Contratti Bancari

Tasso soglia usura: CTU inammissibile se non prodotti i decreti ministeriali

Trib. Napoli, 27 gennaio 2016

Con l’ordinanza depositata in data 27.01.2016, il Tribunale di Napoli, è intervenuto sul tema dell’ammissibilità della CTU contabile, volta ad accertare l’applicazione di un tasso soglia superiore a quello previsto dalla legge 108/1996, nel caso di mancata o tardiva produzione dei decreti ministeriali che rilevano il tasso, relativi al periodo oggetto di contestazione.

Nel caso de quo il Tribunale di Napoli, rilevato che i predetti decreti ministeriali, seppur prodotti dalla convenuta con le memorie istruttorie II e III termine, erano inutilizzabili in quanto il deposito delle stesse era tardivo, ha ritenuto:

  • la richiesta di CTU contabile inammissibile, in quanto fondata solo su generiche deduzioni non provate documentalmente e pertanto meramente esplorativa;
  • parimenti inammissibile l’istanza ex art. 210 c.p.c. in quanto fondata su generiche deduzioni in ordine al quantum debeatur.

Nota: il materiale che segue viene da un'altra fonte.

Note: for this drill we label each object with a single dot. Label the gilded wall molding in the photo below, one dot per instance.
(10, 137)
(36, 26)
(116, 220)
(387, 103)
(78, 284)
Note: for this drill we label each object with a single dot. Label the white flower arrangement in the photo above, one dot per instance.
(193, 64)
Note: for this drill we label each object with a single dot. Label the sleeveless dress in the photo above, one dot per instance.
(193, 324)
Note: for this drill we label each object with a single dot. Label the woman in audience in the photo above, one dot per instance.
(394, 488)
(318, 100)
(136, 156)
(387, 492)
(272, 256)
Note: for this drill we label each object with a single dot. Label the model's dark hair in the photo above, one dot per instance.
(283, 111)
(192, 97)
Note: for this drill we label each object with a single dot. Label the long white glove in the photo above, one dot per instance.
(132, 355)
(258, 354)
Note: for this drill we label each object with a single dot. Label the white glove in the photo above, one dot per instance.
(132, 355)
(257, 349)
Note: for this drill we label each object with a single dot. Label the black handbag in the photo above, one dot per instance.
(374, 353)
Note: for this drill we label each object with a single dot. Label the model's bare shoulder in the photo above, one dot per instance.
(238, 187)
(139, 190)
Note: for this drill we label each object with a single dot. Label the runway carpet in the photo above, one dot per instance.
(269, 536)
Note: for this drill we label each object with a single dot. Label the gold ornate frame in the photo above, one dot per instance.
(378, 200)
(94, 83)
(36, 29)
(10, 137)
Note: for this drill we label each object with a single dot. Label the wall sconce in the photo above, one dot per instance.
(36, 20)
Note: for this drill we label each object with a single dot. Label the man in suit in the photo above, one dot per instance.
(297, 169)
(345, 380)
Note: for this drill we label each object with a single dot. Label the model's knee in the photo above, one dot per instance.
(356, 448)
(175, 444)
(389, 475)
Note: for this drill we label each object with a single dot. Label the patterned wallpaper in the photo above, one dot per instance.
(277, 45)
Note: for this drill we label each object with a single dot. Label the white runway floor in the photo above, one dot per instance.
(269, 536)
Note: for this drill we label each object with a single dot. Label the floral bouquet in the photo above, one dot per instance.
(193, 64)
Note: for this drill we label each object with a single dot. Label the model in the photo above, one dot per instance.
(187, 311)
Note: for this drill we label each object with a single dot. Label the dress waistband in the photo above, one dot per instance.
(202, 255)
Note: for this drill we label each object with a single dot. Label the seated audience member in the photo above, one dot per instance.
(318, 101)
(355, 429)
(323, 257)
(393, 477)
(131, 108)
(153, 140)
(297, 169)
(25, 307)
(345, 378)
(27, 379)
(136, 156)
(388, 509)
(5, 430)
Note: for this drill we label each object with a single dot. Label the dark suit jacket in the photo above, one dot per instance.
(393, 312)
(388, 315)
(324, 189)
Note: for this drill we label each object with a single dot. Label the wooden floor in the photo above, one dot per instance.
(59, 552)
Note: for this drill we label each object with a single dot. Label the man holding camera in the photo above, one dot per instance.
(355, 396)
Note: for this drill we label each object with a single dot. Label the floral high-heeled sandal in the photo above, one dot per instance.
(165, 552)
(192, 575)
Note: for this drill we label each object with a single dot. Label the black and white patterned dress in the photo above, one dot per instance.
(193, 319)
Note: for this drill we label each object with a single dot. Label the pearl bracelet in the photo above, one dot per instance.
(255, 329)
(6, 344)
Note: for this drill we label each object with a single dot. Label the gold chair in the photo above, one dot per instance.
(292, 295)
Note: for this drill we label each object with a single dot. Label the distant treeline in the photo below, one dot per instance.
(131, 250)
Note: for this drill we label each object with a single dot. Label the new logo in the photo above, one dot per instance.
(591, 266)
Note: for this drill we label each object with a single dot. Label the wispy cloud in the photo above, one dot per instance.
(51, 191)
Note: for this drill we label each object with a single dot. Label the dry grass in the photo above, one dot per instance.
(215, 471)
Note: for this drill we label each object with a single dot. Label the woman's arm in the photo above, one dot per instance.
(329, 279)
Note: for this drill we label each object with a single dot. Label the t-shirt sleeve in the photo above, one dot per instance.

La decisione del Tribunale di Napoli è in linea con la giurisprudenza di legittimità e di merito sul tema.

In particolare, le Sezioni Unite della Corte di Cassazione, in tema di usura bancaria, prendendo le mosse dalla natura amministrativa dei decreti del ministero del Tesoro, che individuano periodicamente il tasso soglia, hanno ritenuto ad essi inapplicabile il principio iura novit curia stabilito dall’art. 113 c.p.c.. Peraltro, sempre secondo quanto sancito dalla Suprema Corte, tale assunto trova sostegno ermeneutico nell’art. 1 delle preleggi che non contempla i decreti ministeriali tra le fonti del diritto, che il giudice è tenuto a conoscere. (Cass. civ., sez. un., 29 aprile 2009, n. 9941).

I predetti principi sanciti dalla Suprema Corte sono stati sposati anche dai Tribunali di merito, in particolare il Tribunale di Mantova intervenuto in materia  in data 25.06.2015, in riferimento ai decreti ministeriali che fissano il tasso soglia oltre il quale gli interessi potrebbero definirsi usurari, ha affermato che: “si tratta di atti amministrativi che non appartengono alla scienza del giudice e non possono essere valutati se non prodotti dalla parte che intende affermare la nullità delle pattuizioni usurarie o dei relativi addebiti”.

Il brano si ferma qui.